Some spots won't polish, it's not in their molecular character. Probably embedded slag.


----------



## Bob Mariani (Nov 28, 2008)

Not sure if this is it. The area that needed to be addressed was about the size of a silver dollar. Now after "fixing it" the same effect is 5" in diameter.


----------



## BACKWOODS (Sep 10, 2007)

My granite sub will use superglue to fix areas, they drop it on, let it dry then scrape it level with a razor blade. A bit of polish to the area. Looks good and seems to last, no call backs.


----------



## Bud Cline (Feb 12, 2006)

Probably a subsurface imperfection that gets bigger the deeper it goes - who knows? I wouldn't keep screwin' with it.


----------



## Bob Mariani (Nov 28, 2008)

I think I solved this issue. I only had grinding wheels up to 5000 grit. A factory finish is more polished then this. I needed three more steps. Also I used a flexible backer on the wheel. I needed a stiff one to be sure no swirls are left. (easier to be sure the grinding is perfectly flat). First polish with a black grit pad which is 8500 grit. Next use a buffing pad and tin oxide.
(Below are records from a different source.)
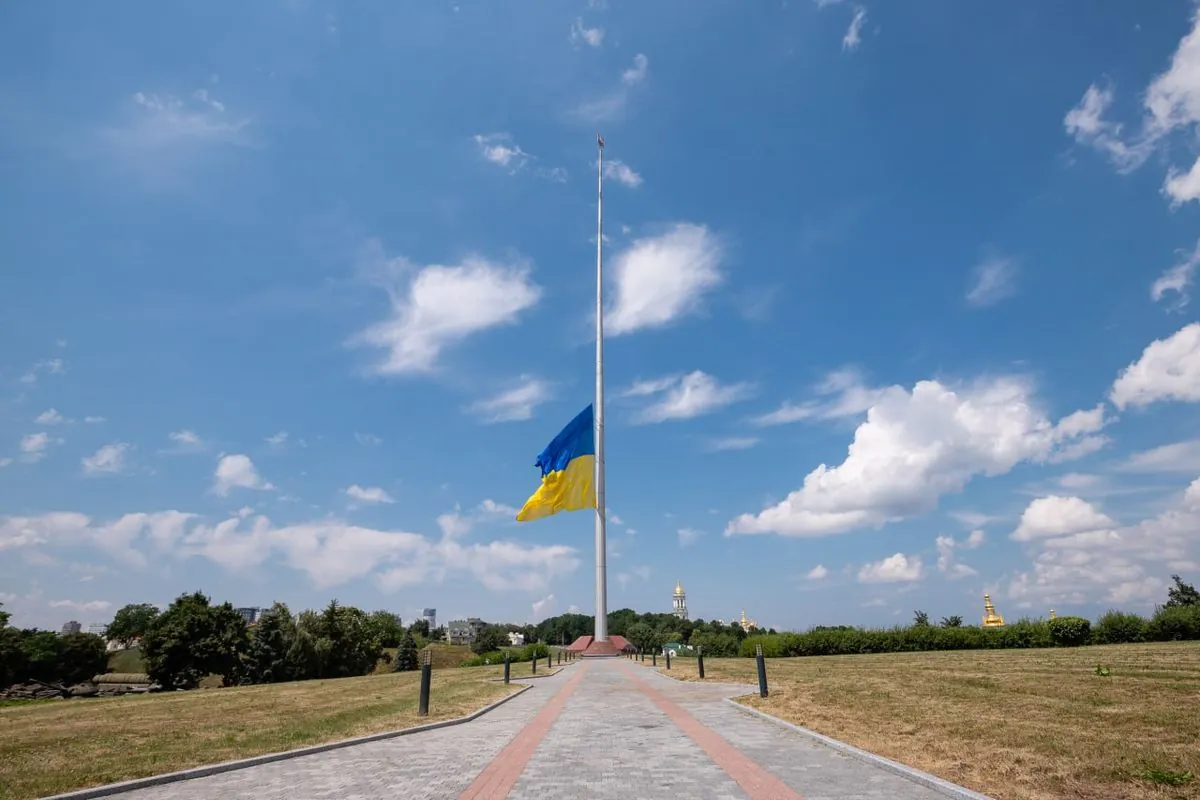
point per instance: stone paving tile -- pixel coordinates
(438, 764)
(810, 768)
(611, 741)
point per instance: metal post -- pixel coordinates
(426, 679)
(762, 669)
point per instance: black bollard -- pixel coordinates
(426, 679)
(762, 669)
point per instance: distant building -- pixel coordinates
(251, 614)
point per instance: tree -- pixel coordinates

Next use a stone enhancer, the granite sealer I was using does not add the dark shine I needed.
Thanks for your help and ideas.


----------



## rsss396375 (Aug 11, 2008)

I've had that problem before. If you have some StoneTech Enhancer in the shop, try that localized to the problem area. Give it a chance to saturate, perhaps 3 coats and see if it progresively gets better. It just may be the stone that was in the ground and doesn't like to be polished, but really rare.


----------